Socialist Alternative justifies this position with the assertion that working with the Democrats will somehow help “bring them into conflict with the Democratic Party corporate establishment.”
Acknowledging that its relationship with the Democratic Party is well established, the letter states that the success of its orientation “has been demonstrated in our work in Seattle on a number of occasions.”
Another part of the letter offers the example of “the formation of Democrats for Sawant [!] at the height of the 2013 election campaign…”

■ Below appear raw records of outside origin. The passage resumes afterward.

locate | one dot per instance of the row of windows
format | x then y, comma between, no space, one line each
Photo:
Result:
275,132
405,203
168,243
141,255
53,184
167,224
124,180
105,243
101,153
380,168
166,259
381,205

The internal letter seeks to justify Sawant’s relationship with Gossett by heaping praise on the Democratic County Councilperson and long-time supporter of Barack Obama, calling Gossett “one of the most left-wing members of the council” and a “long-standing and respected leader of the civil rights movement in Seattle.”
Socialist Alternative also seeks to defend Gossett’s vote on the youth prison, saying, “Larry Gossett voted for the youth jail on the King County Council. There were different groups of civil rights activists and social workers who saw the conditions in the old youth jail as so appalling that they argued for rebuilding it in the interests of more humane conditions.”

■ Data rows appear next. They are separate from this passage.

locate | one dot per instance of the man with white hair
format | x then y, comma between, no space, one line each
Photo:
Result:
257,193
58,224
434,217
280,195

After perfunctorily noting its own surface opposition to the prison, Socialist Alternative states: “that does not mean we should cease working with Gosset [sic] where we agree.”
The internal letter continues to explain that “socialists should welcome Gosset’s [sic] endorsement of Kshama as it strengthens Kshama’s credibility and support among progressive Democrats in Seattle,” and that “working together—where possible—to win concrete improvements for workers and the oppressed also helps to answer the attacks on Kshama that she is unwilling to collaborate and puts her ideology ahead of making progress on important issues, etc.”

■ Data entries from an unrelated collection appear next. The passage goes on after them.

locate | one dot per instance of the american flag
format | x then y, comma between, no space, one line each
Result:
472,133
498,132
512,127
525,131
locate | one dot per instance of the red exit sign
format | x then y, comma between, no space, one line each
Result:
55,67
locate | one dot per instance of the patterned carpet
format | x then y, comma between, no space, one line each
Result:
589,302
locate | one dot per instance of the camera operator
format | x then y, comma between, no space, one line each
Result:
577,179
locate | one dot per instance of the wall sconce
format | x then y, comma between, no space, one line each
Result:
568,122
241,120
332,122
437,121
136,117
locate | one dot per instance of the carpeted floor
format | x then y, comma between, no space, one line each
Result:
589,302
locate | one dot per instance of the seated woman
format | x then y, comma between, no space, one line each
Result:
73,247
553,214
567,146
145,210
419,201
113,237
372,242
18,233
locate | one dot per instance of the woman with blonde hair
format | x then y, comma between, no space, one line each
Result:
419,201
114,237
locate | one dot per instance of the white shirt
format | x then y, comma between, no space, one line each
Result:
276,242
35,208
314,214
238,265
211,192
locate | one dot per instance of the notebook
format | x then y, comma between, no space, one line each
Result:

To put things more concisely: Socialist Alternative sees itself—and is—essentially a faction of the Democratic Party.
This whole operation plays a crucial role in pulling the wool over the eyes of workers and young people who are growing increasingly dissatisfied with the American political establishment and the vast levels of social inequality over which it presides. Despite their incantations to the need to build an “independent” movement of the working class, Sawant and the pseudo-left groups as a whole see their central task being to derail and block precisely such a movement.
Sawant’s own comments in a recent interview with Truthdig’s Chris Hedges speak to this fact.
“The goal of this campaign should be to launch a massive grass-roots effort nationwide,” Sawant said in reference to her efforts to build Socialist Alternative, noting that “[w]e have to provide a place for people looking for something different, especially the younger generation.”
In the March 15 interview, titled “The most dangerous woman in America,” Hedges quotes Sawant, writing: “Many people, especially young people, are hungry for political alternatives to ‘the two big business parties.’ Poll after poll, [Sawant] pointed out, shows the American majority to be disgusted with the Congress.”
The “place” that Socialist Alternative seeks to construct is revealed when Hedges notes that Sawant “cited the problems of Chicago Democratic Mayor Rahm Emanuel in seeking re-election as evidence that even the very beginnings of movement by working people and communities of color can shake and weaken the Democratic Party establishment.” This is a reference to the campaign of Jesús “Chuy” García, a thoroughly conventional Democratic Party politician that Socialist Alternative has backed in the election campaign.
Sawant adds that the aim must be to build “a mass movement, a viable radical alternative. This is what is happening in Greece and Spain.” This is a reference in particular to Syriza, which has taken state power in Greece and has proceeded to enforce the austerity dictates of the European banks.